This sounds very similar to knapsack or bin packing problem but I do not know how to approach it. The items are given 2d dimensions (width and height) instead of weights.
Ex.
container: 10 x 10
items: [
w: 3, h: 5, value: 160,
w: 5, h: 5, value: 250,
w: 2, h: 5, value: 150,
w: 2, h: 3, value: 10,
]
constraints:
- items are rectangles (not necessarily squares)
- can use same items more than once
- n <= 20
Tried solving it using greedy approach, filling up the container with highest value per square area first. However, this doesn't always result in max profit.

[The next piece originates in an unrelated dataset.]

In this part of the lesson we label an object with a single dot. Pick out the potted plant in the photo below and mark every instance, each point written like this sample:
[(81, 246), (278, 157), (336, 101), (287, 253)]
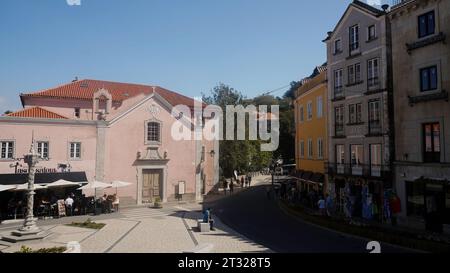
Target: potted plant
[(158, 203)]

This can be formulated as a Mixed-Integer Programming (MIP) problem.
I tried this out: I assumed integer lengths and widths. Basically, use as decision variables:
x(k,i,j) = 1 if item k is placed at cell (i,j)
0 otherwise
I used the convention that "placing at (i,j)" is about the left-upper corner of the item (see the display below). Then for each cell (i',j') we require that only one item can cover it. That is a bit of a complex constraint:
sum((i,j)|covered(k,i,j,i',j'), x(k,i,j)) <= 1 for all (i',j')
where covered(k,i,j,i',j') indicates if cell (i',j') is covered by item k if it is placed at cell (i,j).
Then the objective is
max sum((k,i,j)|ok(k,i,j), x(k,i,j)*value(k))
here ok(k,i,j) indicates if item k can be placed at cell (i,j).
I tried this with your example. The results are:
---- 74 VARIABLE x.L item k is placed at (i,j)
r1.c1 r1.c3 r1.c5 r1.c7 r4.c1 r6.c3 r6.c5 r6.c7
item3 1 1 1 1
item4 1 1 1 1
---- 74 VARIABLE totalValue.L = 640.000 objective (maximized)
---- 79 PARAMETER occupy items occupy cells
c1 c2 c3 c4 c5 c6 c7 c8
r1 4 4 3 3 3 3 3 3
r2 4 4 3 3 3 3 3 3
r3 4 4 3 3 3 3 3 3
r4 3 3 3 3 3 3 3 3
r5 3 3 3 3 3 3 3 3
r6 3 3 4 4 4 4 4 4
r7 3 3 4 4 4 4 4 4
r8 3 3 4 4 4 4 4 4
Obviously, this is not completely trivial.